Così chiunque di voi non rinuncia a tutti i suoi averi, non può essere mio discepolo».
(Lc 14, 25-33)
A partire da questo numero sarà don Andrea Busia, che ringraziamo, a commentare il Vangelo della domenica. Un grazie a Michele Antonio Corona che ha finora assicurato questo servizio, e ora chiamato alla direzione del settimanale diocesano di Oristano, L’Arborense. A Michele l’augurio di un proficuo lavoro nel nuovo incarico.
Commento a cura di don Andrea Busia
Quantità o qualità? Gesù sceglie senza dubbio la qualità per i suoi discepoli, è un maestro estremamente esigente. Pretende il primato nell’amore, rinnegamento di sé e «leggerezza».
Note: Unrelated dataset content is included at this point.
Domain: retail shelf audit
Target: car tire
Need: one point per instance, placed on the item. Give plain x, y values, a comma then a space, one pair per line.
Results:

Riguardo l’amore bisogna sottolineare una cosa fondamentale: pretende il primato ma non l’esclusività nell’amore. Vuole essere amato più di qualunque altro affetto, non che tutti gli altri ci siano indifferenti. Normalmente, nella vita del cristiano, non c’è alcuna necessità di scegliere tra i propri affetti e il Signore, ma talvolta certi attaccamenti possono allontanarci dal Signore, dalla sua volontà, e in quel caso siamo chiamati a essere coerenti con il nostro essere cristiani. Il Signore si spinge oltre affermando che, rispetto a lui, deve essere secondaria anche la nostra stessa vita: rinunciare a noi stessi per amore verso di Lui, ma solo nel caso questo sia realmente richiesto, è l’atto di testimonianza suprema, non a caso chiama «martiri» (cioè, in greco, «testimoni») coloro che hanno perso la vita a motivo della loro fedeltà al Signore.
Portare la croce è la seconda condizione del discepolato. Se non si porta la croce, se non la si accetta quando si presenta, si corre via dal calvario anziché andare con il Signore verso il dono totale di sé. Se noi rifiutiamo la croce rifiutiamo la grazia del Signore, quando si parla di croce non si sta parlando solo della sofferenza ma anche di quella porta stretta che conduce alla salvezza. Rifiutando l’una purtroppo si rifiuta anche l’altra. Ma noi lo sappiamo bene che la croce non ci piace e allora abbiamo bisogno di tanta fiducia nel Signore per affidarci a lui quando la croce si presenta, per non scappare, ricordando sempre che non siamo i soli a portare la croce, se è vero che nessuno può portare la croce al nostro posto, è vero anche che tutta la Chiesa, a partire dallo stesso Signore, cammina con noi e ci sostiene.
La terza condizione è la «leggerezza», non possiamo seguire Gesù portandoci dietro la «casa», al massimo uno «zaino» con le cose essenziali: non tutto ci è necessario, non tutto ci è utile e la tentazione di accumulare è sempre lì che aspetta uno spiraglio per farsi presente, ma se noi ci fermiamo ad accumulare, a «spolverare i nostri soprammobili», non camminiamo e, se non camminiamo, non possiamo chiamarci discepoli.
Anche la parabola all’interno del discorso di Gesù sottolinea l’esigenza di fermarsi a ragionare su ciò che serve per essere suoi discepoli. Mettersi in cammino senza aver valutato che cosa questo richieda, rende molto più facile la resa. Il Signore, invece, ci invita a fermarci, ascoltarlo, chiederci che cosa ci serve per iniziare il viaggio, preparare lo «zaino», senza dimenticare di lasciare lo spazio per la croce, e valutare se vogliamo impegnarci veramente in questo cammino. Il fatto che il Signore sia misericordioso e desideri aiutarci a raggiungere la meta non può essere per noi una scusa per venir meno alle nostre responsabilità o approcciare con faciloneria una cosa seria come il discepolato.